The Gomme then built two buildings: a house and a chapel. Precisely where these two stood is a matter for argument and conjecture. It has been said that when creating her chapel, she repaired the Hermit’s building and enlarged it, and that part of this enlarged oratory is still preserved in All Saints’ church. Evidence for this theory lies in the presence in the south-west corner of the chancel of a respond-like projection with fragments of a Norman string-course dating from around 1150: it is argued that this archway is not a doorway or a window, therefore it must have opened into a chamber of some sort, on the site of the present south aisle of the church, and that this chamber was the Hermit's oratory. The rest of the church was added on, anything up to a century later. None of this is proven, however, and the stone under dispute may quite simply have been a random piece used in the re-build in around 1250.

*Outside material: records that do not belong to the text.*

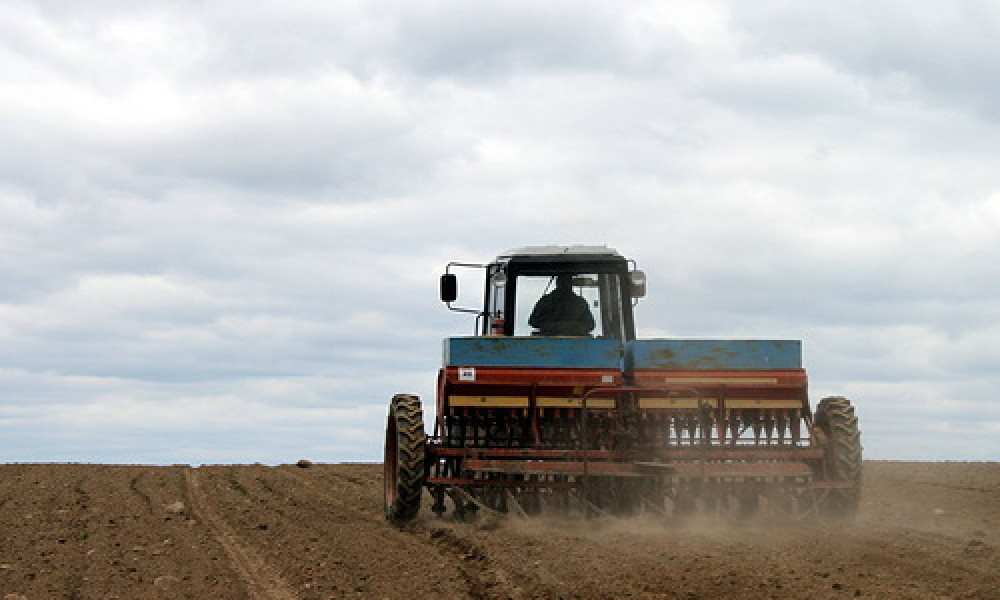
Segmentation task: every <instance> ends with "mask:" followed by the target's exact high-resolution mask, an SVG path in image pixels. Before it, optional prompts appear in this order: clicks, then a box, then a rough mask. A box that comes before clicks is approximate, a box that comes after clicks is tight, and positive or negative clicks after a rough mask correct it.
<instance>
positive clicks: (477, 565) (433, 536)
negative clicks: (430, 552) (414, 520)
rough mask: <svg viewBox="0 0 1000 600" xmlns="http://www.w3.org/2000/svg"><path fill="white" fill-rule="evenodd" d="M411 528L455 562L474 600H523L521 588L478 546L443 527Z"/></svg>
mask: <svg viewBox="0 0 1000 600" xmlns="http://www.w3.org/2000/svg"><path fill="white" fill-rule="evenodd" d="M410 527H412V528H413V529H414V530H415V531H423V532H425V534H426V535H427V537H428V539H430V541H431V543H432V544H433V545H434V546H435V547H436V548H438V549H439V550H440V551H442V552H443V553H446V554H449V555H451V556H452V557H453V558H454V559H455V560H456V561H458V564H459V568H458V571H459V573H460V574H461V575H462V579H463V580H464V581H465V583H466V585H467V586H468V589H469V595H470V596H471V597H472V598H473V599H474V600H491V599H494V598H503V599H506V598H522V597H524V594H523V591H522V590H521V588H519V587H518V586H516V585H514V584H513V583H512V582H511V578H510V576H509V575H508V574H507V572H506V571H505V570H504V569H503V568H502V567H501V566H500V565H499V564H497V563H496V561H494V560H492V559H491V558H490V557H489V556H488V555H487V554H486V552H485V551H484V550H483V549H482V548H481V547H480V546H479V545H477V544H475V543H473V542H471V541H469V540H467V539H464V538H462V537H460V536H458V535H457V534H456V533H455V532H454V531H451V530H450V529H447V528H445V527H439V526H433V525H428V524H425V523H415V524H413V525H411V526H410Z"/></svg>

If All Saints’ church is not necessarily on the site of the Gomme’s chapel, her house is of similarly uncertain site. One of the earliest investigators into Dale Abbey’s history said that her house was ‘a small distance southward’ of her chapel: if her chapel was on the same site as All Saints’ church, this would mean that her house was very close to the sandstone escarpment in which the Hermitage is found, and a later writer doubted that chapel and house were so close together. Another theory, mentioned in the Chronicle, is that her house lay under a pond, known as Roger d’Alesby’s pond, which is still visible, if a little silted up, to the west of the lane which comes to a stop just to the north of All Saints’ church: the Chronicle says that worked stones of the Gomme’s house were found in the making of this pond. A third theory is that the house was sited in the field to the south-east of the Abbey site, where, according to a Victorian writer, there used to be a tanyard: this field presents many humps and hollows and has never been fully investigated.

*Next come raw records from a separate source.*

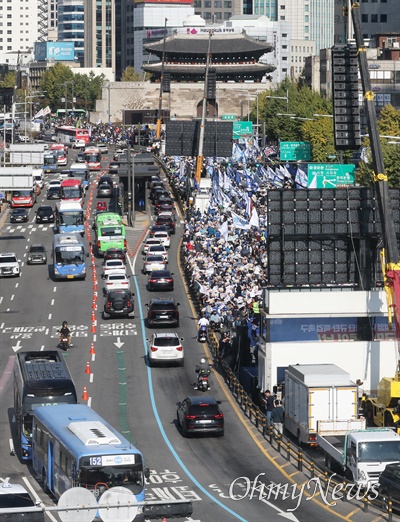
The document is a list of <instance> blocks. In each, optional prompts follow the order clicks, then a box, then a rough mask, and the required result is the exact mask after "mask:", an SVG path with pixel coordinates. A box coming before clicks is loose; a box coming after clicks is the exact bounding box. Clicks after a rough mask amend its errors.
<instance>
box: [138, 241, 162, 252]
mask: <svg viewBox="0 0 400 522" xmlns="http://www.w3.org/2000/svg"><path fill="white" fill-rule="evenodd" d="M153 245H162V243H161V240H160V239H157V238H154V237H149V238H147V239H146V241H145V242H144V243H143V250H142V253H143V255H146V254H147V252H148V250H149V248H150V247H151V246H153Z"/></svg>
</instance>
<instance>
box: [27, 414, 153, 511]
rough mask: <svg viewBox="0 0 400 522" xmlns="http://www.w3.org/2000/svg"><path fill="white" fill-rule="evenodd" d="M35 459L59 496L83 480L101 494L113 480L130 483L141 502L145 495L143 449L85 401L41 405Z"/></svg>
mask: <svg viewBox="0 0 400 522" xmlns="http://www.w3.org/2000/svg"><path fill="white" fill-rule="evenodd" d="M32 465H33V469H34V471H35V473H36V474H37V475H38V477H40V478H41V479H42V484H43V489H44V490H45V491H46V490H48V491H50V492H51V493H52V494H53V495H54V496H55V497H56V499H59V498H60V496H61V495H62V494H63V493H64V492H65V491H66V490H67V489H70V488H73V487H78V486H80V487H83V488H86V489H88V490H89V491H91V492H92V493H93V494H94V495H95V497H96V498H97V499H99V498H100V496H101V495H102V494H103V493H104V491H106V490H107V489H109V488H111V487H113V486H123V487H125V488H128V489H129V490H130V491H132V493H133V494H134V495H135V496H136V499H137V501H138V502H142V501H144V498H145V477H148V475H149V470H148V469H146V470H145V469H144V464H143V455H142V453H141V452H140V451H139V450H138V449H137V448H135V447H134V446H133V445H132V443H131V442H129V441H128V440H127V439H126V438H125V437H124V436H123V435H121V434H120V433H118V432H117V431H116V430H115V429H114V428H113V427H112V426H111V425H110V424H108V422H107V421H105V420H104V419H103V418H102V417H100V415H98V414H97V413H96V412H95V411H94V410H92V408H90V407H89V406H86V405H84V404H70V405H66V404H61V405H59V406H54V408H47V407H41V408H37V409H35V411H34V413H33V437H32Z"/></svg>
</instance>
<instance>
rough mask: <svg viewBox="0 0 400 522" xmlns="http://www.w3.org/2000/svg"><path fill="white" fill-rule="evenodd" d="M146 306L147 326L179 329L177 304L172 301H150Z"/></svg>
mask: <svg viewBox="0 0 400 522" xmlns="http://www.w3.org/2000/svg"><path fill="white" fill-rule="evenodd" d="M146 306H147V326H148V327H150V326H157V325H166V324H167V325H170V326H175V327H177V328H178V327H179V308H178V307H179V303H176V302H175V300H174V299H152V300H151V301H150V303H148V304H146Z"/></svg>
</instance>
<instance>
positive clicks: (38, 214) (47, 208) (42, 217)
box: [36, 205, 54, 223]
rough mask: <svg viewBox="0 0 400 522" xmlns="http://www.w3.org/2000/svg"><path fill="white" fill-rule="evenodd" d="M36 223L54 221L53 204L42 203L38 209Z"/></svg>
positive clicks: (49, 222) (51, 222) (44, 222)
mask: <svg viewBox="0 0 400 522" xmlns="http://www.w3.org/2000/svg"><path fill="white" fill-rule="evenodd" d="M36 223H54V209H53V207H52V206H51V205H40V207H39V208H38V209H37V211H36Z"/></svg>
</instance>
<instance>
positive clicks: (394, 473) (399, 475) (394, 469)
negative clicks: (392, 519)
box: [379, 463, 400, 511]
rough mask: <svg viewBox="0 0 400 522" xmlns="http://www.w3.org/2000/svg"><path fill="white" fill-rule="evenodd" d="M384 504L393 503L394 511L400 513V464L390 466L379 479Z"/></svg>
mask: <svg viewBox="0 0 400 522" xmlns="http://www.w3.org/2000/svg"><path fill="white" fill-rule="evenodd" d="M379 494H380V496H381V499H382V503H387V502H388V500H389V499H390V500H392V502H393V510H395V511H400V464H399V463H395V464H388V465H387V466H386V468H385V469H384V470H383V471H382V473H381V475H380V477H379Z"/></svg>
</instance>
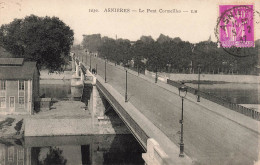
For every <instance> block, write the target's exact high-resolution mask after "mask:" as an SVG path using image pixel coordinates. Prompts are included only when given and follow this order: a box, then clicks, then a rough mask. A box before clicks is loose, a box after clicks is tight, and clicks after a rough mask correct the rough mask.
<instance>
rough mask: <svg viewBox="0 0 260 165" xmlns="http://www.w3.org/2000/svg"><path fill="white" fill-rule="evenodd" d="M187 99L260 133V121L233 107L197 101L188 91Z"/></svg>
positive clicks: (172, 89) (175, 91)
mask: <svg viewBox="0 0 260 165" xmlns="http://www.w3.org/2000/svg"><path fill="white" fill-rule="evenodd" d="M117 68H118V69H124V68H123V67H122V66H117ZM128 73H130V74H132V75H135V76H137V77H141V78H142V79H144V80H146V81H149V82H151V83H155V80H154V79H152V78H150V77H147V76H145V75H143V74H139V76H138V73H137V72H135V71H132V70H130V69H128ZM156 85H158V86H160V87H161V88H163V89H165V90H167V91H170V92H172V93H174V94H176V95H178V93H179V91H178V89H177V88H176V87H174V86H171V85H169V84H167V83H164V82H162V81H159V79H158V81H157V83H156ZM185 99H186V100H188V101H190V102H194V103H196V104H198V105H200V106H202V107H204V108H206V109H207V110H209V111H212V112H214V113H216V114H218V115H220V116H222V117H225V118H227V119H229V120H231V121H233V122H236V123H238V124H239V125H241V126H244V127H246V128H248V129H250V130H252V131H254V132H257V133H258V134H259V133H260V122H259V121H256V120H254V119H252V118H250V117H248V116H245V115H243V114H240V113H238V112H235V111H233V110H231V109H228V108H226V107H223V106H221V105H219V104H217V103H214V102H211V101H209V100H207V99H204V98H202V97H201V98H200V102H197V96H196V95H194V94H191V93H187V96H186V98H185Z"/></svg>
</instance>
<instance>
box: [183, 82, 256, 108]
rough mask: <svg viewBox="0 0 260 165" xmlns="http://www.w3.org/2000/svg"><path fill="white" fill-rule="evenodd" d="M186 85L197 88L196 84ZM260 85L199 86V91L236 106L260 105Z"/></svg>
mask: <svg viewBox="0 0 260 165" xmlns="http://www.w3.org/2000/svg"><path fill="white" fill-rule="evenodd" d="M186 85H188V86H190V87H193V88H195V89H197V88H198V84H192V83H187V84H186ZM258 89H260V85H259V84H246V83H220V84H200V90H201V91H203V92H208V93H211V94H213V95H216V96H218V97H222V98H225V99H226V100H228V101H230V102H232V103H236V104H260V97H258V96H260V90H258Z"/></svg>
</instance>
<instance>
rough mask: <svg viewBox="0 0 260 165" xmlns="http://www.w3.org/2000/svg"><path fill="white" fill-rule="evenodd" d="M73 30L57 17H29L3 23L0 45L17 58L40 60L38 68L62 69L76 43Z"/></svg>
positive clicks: (51, 69) (37, 61) (0, 38)
mask: <svg viewBox="0 0 260 165" xmlns="http://www.w3.org/2000/svg"><path fill="white" fill-rule="evenodd" d="M73 35H74V33H73V31H72V30H71V29H70V27H69V26H67V25H66V24H65V23H63V22H62V21H61V20H60V19H59V18H57V17H47V16H46V17H38V16H35V15H31V16H27V17H25V18H24V19H15V20H13V21H12V22H11V23H9V24H5V25H2V26H1V29H0V44H1V46H2V47H3V48H5V49H6V50H7V51H8V52H10V53H12V54H13V55H14V56H15V57H23V58H25V59H26V60H30V61H37V65H38V67H39V69H40V68H41V67H45V68H47V69H49V70H50V72H53V71H60V70H62V66H63V65H65V64H66V62H67V61H66V59H68V57H69V51H70V46H71V45H72V44H73V40H74V38H73Z"/></svg>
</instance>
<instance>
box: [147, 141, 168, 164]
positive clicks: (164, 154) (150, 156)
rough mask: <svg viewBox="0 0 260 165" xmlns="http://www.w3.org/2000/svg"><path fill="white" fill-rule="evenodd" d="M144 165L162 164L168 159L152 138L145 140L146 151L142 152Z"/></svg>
mask: <svg viewBox="0 0 260 165" xmlns="http://www.w3.org/2000/svg"><path fill="white" fill-rule="evenodd" d="M142 158H143V159H144V161H145V164H146V165H163V164H165V163H164V162H165V161H166V160H167V159H169V157H168V155H167V154H166V153H165V152H164V151H163V150H162V148H161V147H160V145H159V144H158V142H157V141H156V140H154V139H152V138H149V139H148V140H147V153H143V154H142Z"/></svg>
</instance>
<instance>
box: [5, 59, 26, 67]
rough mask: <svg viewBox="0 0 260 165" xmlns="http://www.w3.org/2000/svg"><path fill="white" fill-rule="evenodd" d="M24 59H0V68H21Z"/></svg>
mask: <svg viewBox="0 0 260 165" xmlns="http://www.w3.org/2000/svg"><path fill="white" fill-rule="evenodd" d="M23 61H24V59H23V58H0V66H21V65H23Z"/></svg>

The Hermit seems to have ended his days in Depedale, respected for his piety, and eventually found dead in his cell (be it cave or chapel) by a pilgrim.

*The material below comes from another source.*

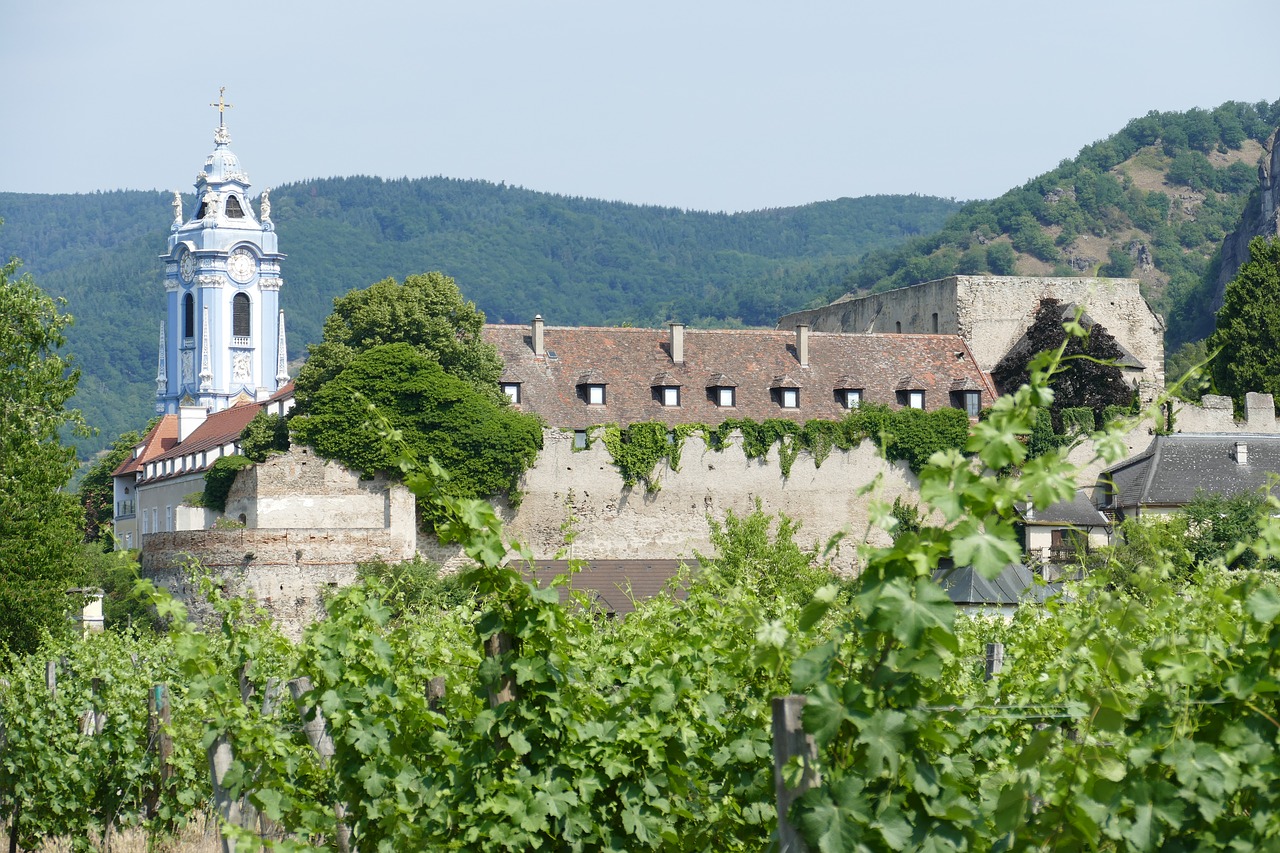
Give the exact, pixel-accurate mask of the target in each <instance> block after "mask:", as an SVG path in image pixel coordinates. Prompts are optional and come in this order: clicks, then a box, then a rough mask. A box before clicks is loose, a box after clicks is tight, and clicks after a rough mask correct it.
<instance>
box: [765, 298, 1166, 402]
mask: <svg viewBox="0 0 1280 853" xmlns="http://www.w3.org/2000/svg"><path fill="white" fill-rule="evenodd" d="M1047 297H1052V298H1056V300H1060V301H1062V302H1075V304H1076V305H1084V306H1085V310H1087V311H1088V314H1089V316H1091V318H1093V319H1094V320H1096V321H1097V323H1100V324H1101V325H1102V327H1105V328H1106V330H1107V332H1108V333H1110V334H1111V336H1112V337H1115V339H1116V341H1119V342H1120V343H1121V345H1123V346H1124V347H1125V348H1128V350H1129V351H1130V352H1133V355H1134V356H1135V357H1137V359H1138V360H1139V361H1142V364H1143V365H1144V366H1146V371H1143V377H1142V384H1143V397H1144V400H1148V401H1149V400H1155V397H1156V394H1157V393H1158V392H1160V391H1161V389H1164V387H1165V343H1164V333H1165V325H1164V321H1162V320H1161V319H1160V316H1158V315H1157V314H1155V313H1153V311H1152V310H1151V306H1149V305H1147V301H1146V300H1144V298H1143V296H1142V293H1140V292H1139V288H1138V280H1137V279H1132V278H1036V277H1027V275H951V277H948V278H943V279H938V280H934V282H925V283H923V284H915V286H913V287H904V288H901V289H896V291H887V292H884V293H872V295H869V296H861V297H856V298H846V300H840V301H837V302H833V304H831V305H827V306H824V307H819V309H812V310H808V311H797V313H796V314H788V315H786V316H785V318H782V319H781V320H778V328H780V329H786V328H791V327H794V325H795V324H796V323H809V324H810V327H812V328H813V329H814V330H815V332H856V333H868V332H881V333H893V332H902V333H915V334H929V333H934V332H937V333H941V334H959V336H960V337H963V338H964V339H965V341H966V342H968V343H969V350H970V351H972V352H973V356H974V359H977V361H978V366H979V368H982V369H983V370H987V371H989V370H991V369H992V368H995V366H996V365H997V364H998V362H1000V360H1001V359H1002V357H1004V356H1005V353H1007V352H1009V350H1010V348H1011V347H1012V346H1014V345H1015V343H1016V342H1018V341H1019V339H1020V338H1021V337H1023V334H1024V333H1025V332H1027V329H1028V328H1030V324H1032V320H1033V319H1034V316H1036V310H1037V309H1038V307H1039V302H1041V300H1042V298H1047ZM934 316H936V318H937V327H936V328H934Z"/></svg>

The Hermitage seems to have been enlarged in the 18th century by one Sir Robert Burdett, who entertained in it.  It was occupied at the beginning of the 19th century by a couple whose house was being repaired:  the wife bore a son while there, and a stocking frame was set up. In Victorian times a Mr Chandler, a former steward of the estate, gave permission to a William McConnell to fit a door and windows to the cave, to enable him to extort a fee from visitors for its exhibition; the writer who recorded this event commented that ‘fortunately the man died before he could accomplish his design’!

The Gomme’s interest in the Hermit and in Depedale were to have major ramifications for the future of the valley, not least for her son Richard, who became a canon and served here, possibly as chaplain in the little church, which became a chantry chapel for the de Grendon family.